Denitrifying organisms are associated with most benthic substrata found in streams ranging from fine sand to coarse particulate organic material (CPOM). Each type of substratum may provide different resources for microbial colonization and subsequently may support different denitrification rates. Similarly, watershed land use may influence denitrification by altering nitrate and carbon availability. We collected samples of homogeneous substrata (CPOM, algae, vascular plants, iron-oxidizing bacterial mats, and main channel and backwater sediments) in forested and agricultural headwater streams and performed laboratory denitrification assays using the chloramphenicol-amended acetylene inhibition method.

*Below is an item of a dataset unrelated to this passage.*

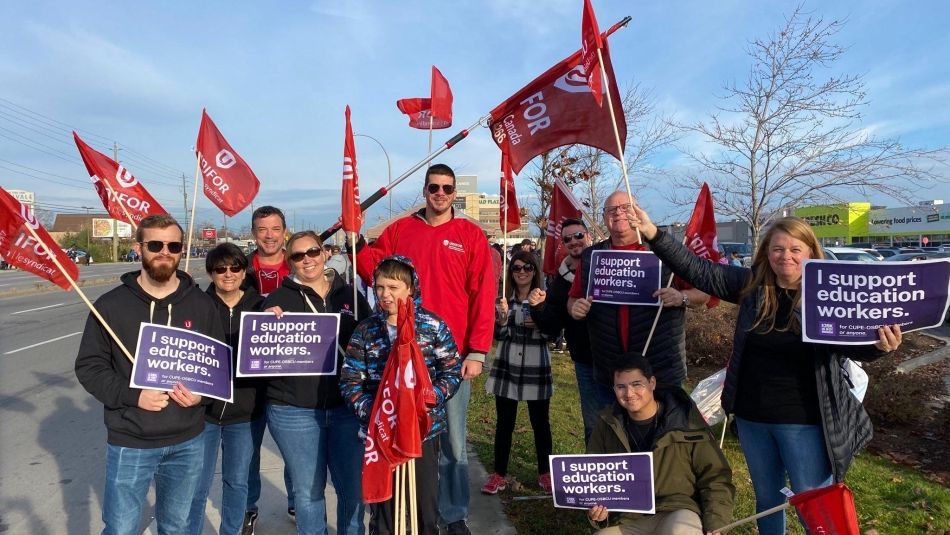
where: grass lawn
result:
[468,353,950,535]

Generally, denitrification on substrata found in agricultural streams was an order of magnitude higher (14.52 to 92.90 μg N2O g AFDM-1 h-1) than those same substrata in forested streams (1.01 to 13.96 μg N2O g AFDM-1 h-1). Denitrification was highest on iron-oxidizing bacterial mats in agricultural streams and backwater fine benthic organic matter (FBOM) in forested streams. Denitrification rates were significantly correlated with stream nitrate concentration on CPOM (r2 = 0.969, p = 0.002) and backwater FBOM (r2 = 0.869, p = 0.068) suggesting denitrification was nitrate-limited on these substrata. In general, denitrification rates varied among benthic substrata, and watershed land use characteristics may mediate heterogeneity in benthic denitrification processes in streams.